After a night of tumultuous storms, Saturday, the day of our friend Karen’s annual beach hut party, dawned bright and fresh. We made our way to Whitstable on the train and, by way of Regent Street, to the town centre. En route we passed a low brick wall adorned with hessian sacks crammed full of geraniums. The gardener had chosen varieties with gaily patterned leaves, such as ‘Mrs Pollock’, a zonal pelargonium.
I rather liked this rustic, inexpensive approach to garden decoration.

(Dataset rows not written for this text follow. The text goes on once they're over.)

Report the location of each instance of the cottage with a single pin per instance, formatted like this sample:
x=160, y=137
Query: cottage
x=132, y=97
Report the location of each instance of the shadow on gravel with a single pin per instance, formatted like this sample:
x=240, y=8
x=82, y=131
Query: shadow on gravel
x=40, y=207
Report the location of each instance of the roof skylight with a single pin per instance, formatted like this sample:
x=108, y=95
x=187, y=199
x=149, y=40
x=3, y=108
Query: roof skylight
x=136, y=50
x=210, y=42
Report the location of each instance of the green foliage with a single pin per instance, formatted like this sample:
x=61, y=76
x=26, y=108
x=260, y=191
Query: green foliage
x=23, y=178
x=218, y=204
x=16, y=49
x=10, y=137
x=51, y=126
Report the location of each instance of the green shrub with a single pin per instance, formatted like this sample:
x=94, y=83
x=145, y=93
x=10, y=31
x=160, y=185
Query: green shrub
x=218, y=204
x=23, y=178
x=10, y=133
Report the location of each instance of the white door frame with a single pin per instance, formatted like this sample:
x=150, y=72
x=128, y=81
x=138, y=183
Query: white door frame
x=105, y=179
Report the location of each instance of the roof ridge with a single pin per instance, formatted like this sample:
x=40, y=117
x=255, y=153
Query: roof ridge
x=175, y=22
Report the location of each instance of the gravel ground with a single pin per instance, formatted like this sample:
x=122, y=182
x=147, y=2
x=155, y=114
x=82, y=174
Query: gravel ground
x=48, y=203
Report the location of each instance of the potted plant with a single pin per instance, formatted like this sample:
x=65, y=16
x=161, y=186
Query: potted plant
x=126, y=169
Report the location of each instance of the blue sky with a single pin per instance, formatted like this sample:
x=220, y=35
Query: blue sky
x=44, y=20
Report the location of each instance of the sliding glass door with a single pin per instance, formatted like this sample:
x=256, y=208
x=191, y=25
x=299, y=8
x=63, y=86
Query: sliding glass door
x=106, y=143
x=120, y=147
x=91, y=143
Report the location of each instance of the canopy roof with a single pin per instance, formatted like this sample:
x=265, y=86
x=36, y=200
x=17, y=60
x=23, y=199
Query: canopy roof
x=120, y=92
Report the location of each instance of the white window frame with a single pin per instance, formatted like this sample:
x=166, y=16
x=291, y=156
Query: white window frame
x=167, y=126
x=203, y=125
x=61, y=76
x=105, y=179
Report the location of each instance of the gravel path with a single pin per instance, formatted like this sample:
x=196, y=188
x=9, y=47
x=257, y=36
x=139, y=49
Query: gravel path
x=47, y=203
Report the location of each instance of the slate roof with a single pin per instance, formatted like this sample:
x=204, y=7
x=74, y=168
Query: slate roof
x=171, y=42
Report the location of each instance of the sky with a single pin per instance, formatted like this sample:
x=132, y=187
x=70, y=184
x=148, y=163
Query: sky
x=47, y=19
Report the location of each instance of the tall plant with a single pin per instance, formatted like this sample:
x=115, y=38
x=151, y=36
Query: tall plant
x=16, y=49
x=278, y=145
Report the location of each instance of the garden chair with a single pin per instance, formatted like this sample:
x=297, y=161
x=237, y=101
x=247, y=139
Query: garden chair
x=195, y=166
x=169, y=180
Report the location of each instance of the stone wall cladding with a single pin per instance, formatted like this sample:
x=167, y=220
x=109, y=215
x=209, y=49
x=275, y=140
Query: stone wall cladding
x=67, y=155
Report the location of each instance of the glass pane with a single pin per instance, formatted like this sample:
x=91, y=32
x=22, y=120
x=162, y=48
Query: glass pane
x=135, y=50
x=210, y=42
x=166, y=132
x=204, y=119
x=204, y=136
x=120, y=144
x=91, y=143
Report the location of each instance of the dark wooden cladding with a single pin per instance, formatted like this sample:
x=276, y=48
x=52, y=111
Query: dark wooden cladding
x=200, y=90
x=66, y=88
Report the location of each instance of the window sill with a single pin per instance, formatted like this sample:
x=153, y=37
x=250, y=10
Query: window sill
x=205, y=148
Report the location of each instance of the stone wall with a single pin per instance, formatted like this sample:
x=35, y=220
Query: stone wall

In Harbour Street, the fluttering heart of this chichi seaside town, I always stop to admire the narrow plots in front of a row of weatherboarded holiday cottages. They’ve be laid out in the prairie style with grasses, heleniums, Verbena bonariensis and Cephalaria gigantea (in the foreground).
Visiting this stretch of the Kent coast for the first time, Helen of Oz struggled with the concept of a pebbly beach. In Australia a beach is only a beach if it’s sandy. To add insult to injury there were ‘weeds’ on the foreshore: plants we consider to be wild flowers. Even my pointing out of a yellow horned poppy, Glaucium flavum, failed to impress.
Whitstable’s beach is not backed by a fringe of palms or thick eucalyptus forest, but by beach huts and industrial buildings. I rather like this reminder that there’s something gritty behind Whitstable’s facade of fancy shops and restaurants. As the day drew longer I could sense a certain warmth developing between Whitstable and our friend from Oz.
We strode out into the Thames estuary following a long gravel spit uncovered by the receding tide and admired the kind of sunset that Turner would have been glad to paint. The sky had the quality of marbled glass lit from behind. On one thing we were both agreed – it was a fitting end to a delightful afternoon.